ムッソリーニ政権によって1926年に解散させられたカトリック政党・イタリア人民党の流れをくんだ政党である。
冷戦下において左翼政党が支持を伸ばす中、中道右派・キリスト教民主主義路線とカトリック教会の支持の下、イタリア社会党やイタリア民主社会党、イタリア共和党などと連立政権を組んだのみならず、イタリア共産党と「歴史的妥協」を行うことで、第二次世界大戦後の冷戦下においてほぼ一貫して与党(連立与党)の座にあった。
1942年9月に、キリスト教民主党の前身政党ともいえるイタリア人民党の旧メンバー(アルチーデ・デ・ガスペリ、マリオ・シェルバ、ジョヴァンニ・グロンキなど)や、カトリック系組織に所属していたアルド・モーロやジュリオ・アンドレオッティ、イタリア大学カトリック教徒連合のアミントレ・ファンファーニなどが集まり、新たな政党の組織に向け動いた。
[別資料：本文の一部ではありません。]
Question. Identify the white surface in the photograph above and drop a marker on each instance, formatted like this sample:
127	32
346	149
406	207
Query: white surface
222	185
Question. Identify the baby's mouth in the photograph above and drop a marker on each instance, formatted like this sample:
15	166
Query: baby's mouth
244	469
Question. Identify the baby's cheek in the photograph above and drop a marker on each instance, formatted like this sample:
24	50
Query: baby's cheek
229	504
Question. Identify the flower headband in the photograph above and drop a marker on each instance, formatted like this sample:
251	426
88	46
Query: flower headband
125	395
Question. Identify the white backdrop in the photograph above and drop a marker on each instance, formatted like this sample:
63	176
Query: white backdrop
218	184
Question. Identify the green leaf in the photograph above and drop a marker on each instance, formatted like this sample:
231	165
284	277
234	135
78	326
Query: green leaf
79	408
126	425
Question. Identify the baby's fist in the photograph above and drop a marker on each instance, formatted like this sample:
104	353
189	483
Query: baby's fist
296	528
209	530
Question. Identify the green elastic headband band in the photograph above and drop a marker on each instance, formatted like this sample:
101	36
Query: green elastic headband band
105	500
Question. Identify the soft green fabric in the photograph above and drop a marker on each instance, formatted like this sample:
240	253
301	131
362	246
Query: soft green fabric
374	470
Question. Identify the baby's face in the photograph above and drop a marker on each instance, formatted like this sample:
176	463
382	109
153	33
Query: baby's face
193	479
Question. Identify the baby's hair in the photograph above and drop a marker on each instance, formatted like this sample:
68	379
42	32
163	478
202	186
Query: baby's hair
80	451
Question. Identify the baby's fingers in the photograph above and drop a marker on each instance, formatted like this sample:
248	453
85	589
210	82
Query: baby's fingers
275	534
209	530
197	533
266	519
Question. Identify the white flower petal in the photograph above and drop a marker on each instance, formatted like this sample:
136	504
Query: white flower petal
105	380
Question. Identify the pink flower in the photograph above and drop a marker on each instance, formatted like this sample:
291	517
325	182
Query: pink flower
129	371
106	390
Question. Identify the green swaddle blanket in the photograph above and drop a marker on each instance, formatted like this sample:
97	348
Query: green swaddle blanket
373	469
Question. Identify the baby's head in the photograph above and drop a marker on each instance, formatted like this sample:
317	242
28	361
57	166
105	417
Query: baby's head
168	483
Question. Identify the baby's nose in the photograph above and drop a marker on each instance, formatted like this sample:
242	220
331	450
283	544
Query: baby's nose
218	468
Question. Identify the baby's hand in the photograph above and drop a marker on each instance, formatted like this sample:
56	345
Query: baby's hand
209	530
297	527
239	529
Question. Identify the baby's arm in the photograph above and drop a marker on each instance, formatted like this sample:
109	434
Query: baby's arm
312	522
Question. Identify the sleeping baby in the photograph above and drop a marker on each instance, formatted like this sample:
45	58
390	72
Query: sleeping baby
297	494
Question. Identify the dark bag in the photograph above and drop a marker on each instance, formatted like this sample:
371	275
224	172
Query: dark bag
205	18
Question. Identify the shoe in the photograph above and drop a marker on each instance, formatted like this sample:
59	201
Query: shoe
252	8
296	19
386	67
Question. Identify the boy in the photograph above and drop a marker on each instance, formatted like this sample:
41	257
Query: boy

1943年7月にムッソリーニが失脚すると、同党は活発な活動が徐々に認められるようになり、国民解放委員会にも加盟した。党としては穏健な政治を目指し、国王の存廃にはあまり触れず(後の1946年の国民投票で共和制派が勝利したことで王制は廃止された)、武装活動も決して活発ではなかった。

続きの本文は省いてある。